MicroRNAs (miRNAs) are small non-coding RNAs of 19–24 nucleotides in length. In 1993, the first miRNA, lin-4, was discovered in Caenorhabditis elegans (C. elegans), and thereafter, scores of miRNAs have been identified to date in plants, animals, and other eukaryotes. Some of these miRNAs were shown to be highly conserved among species. Many miRNAs are ubiquitously expressed in organisms; however, some are known to exhibit specific expression patterns in organ- or cell-type-dependent manners, indicating specific roles in cells and/or organs.
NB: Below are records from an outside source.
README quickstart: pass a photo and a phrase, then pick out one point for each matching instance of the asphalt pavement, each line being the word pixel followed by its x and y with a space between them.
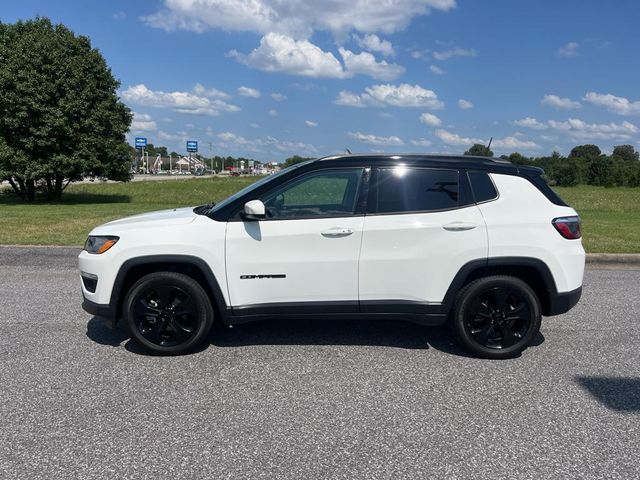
pixel 307 400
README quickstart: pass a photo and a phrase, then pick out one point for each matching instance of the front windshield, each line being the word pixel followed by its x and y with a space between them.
pixel 257 184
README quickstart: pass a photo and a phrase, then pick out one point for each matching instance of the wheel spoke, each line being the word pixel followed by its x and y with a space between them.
pixel 501 296
pixel 483 334
pixel 508 336
pixel 166 315
pixel 498 318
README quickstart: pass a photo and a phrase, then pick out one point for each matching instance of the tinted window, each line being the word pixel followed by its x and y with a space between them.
pixel 328 193
pixel 406 189
pixel 483 188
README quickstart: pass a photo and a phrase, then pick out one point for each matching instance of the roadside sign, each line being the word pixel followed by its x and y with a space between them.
pixel 192 146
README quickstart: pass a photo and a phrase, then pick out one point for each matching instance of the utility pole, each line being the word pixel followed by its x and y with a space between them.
pixel 211 156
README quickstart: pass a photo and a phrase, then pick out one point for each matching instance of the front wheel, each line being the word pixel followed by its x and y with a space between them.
pixel 168 313
pixel 496 317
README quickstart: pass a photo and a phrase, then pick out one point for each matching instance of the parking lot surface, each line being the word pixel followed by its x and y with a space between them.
pixel 370 400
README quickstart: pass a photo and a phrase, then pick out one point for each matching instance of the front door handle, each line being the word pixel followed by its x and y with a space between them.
pixel 459 226
pixel 337 232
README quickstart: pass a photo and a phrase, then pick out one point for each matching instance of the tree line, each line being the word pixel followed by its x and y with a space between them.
pixel 585 165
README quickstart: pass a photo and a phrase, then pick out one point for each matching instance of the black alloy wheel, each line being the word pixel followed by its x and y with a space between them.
pixel 165 315
pixel 496 317
pixel 168 313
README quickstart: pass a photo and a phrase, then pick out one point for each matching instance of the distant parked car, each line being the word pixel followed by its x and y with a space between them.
pixel 478 243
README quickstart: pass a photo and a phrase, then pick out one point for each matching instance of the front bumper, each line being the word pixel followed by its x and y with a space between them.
pixel 107 312
pixel 563 302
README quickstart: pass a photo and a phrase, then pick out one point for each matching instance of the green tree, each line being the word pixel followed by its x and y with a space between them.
pixel 479 150
pixel 61 118
pixel 567 173
pixel 585 151
pixel 625 152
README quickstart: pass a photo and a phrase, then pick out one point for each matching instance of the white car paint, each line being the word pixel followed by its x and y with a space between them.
pixel 406 257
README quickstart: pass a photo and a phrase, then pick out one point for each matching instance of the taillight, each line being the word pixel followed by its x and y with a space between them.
pixel 569 227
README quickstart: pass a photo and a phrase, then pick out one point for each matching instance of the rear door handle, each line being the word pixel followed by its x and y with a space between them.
pixel 459 226
pixel 337 232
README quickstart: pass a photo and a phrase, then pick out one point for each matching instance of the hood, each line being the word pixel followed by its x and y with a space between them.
pixel 162 218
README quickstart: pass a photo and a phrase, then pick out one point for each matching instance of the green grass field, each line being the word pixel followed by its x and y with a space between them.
pixel 611 216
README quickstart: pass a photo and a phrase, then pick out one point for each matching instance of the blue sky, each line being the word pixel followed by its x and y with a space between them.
pixel 268 79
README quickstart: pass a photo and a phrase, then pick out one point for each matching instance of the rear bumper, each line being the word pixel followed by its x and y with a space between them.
pixel 99 310
pixel 563 302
It is generally known that miRNAs bind to specific sites in the 3’-UTRs of their target mRNAs, which leads to mRNA degradation or translational repression. Recent studies have shown that miRNA binding sites have also been identified within other mRNA regions such as 5’-UTRs and coding sequences. Interestingly, some studies have also shown that miRNAs actually mediate the upregulation of gene expression under specific conditions. Furthermore, several studies have indicated that long noncoding RNAs can act as miRNA sponges, competitively inhibiting miRNA-mediated gene silencing. Thus, the miRNA–mRNA regulatory network is thought to be more complicated than expected.

MiRNAs are involved in a variety of biological processes, and their aberrant expression is associated with human, animal, and plant diseases. MiRNAs dysregulated in many types of cancers, also called “onco-miRs”, have been well studied, and some of them have been suggested to be possible therapeutic targets for cancers. Furthermore, miRNAs have been shown to be secreted from human cells via tiny vesicles called exosomes. Therefore, miRNAs are expected to be able to serve as biomarkers of specific cancer types.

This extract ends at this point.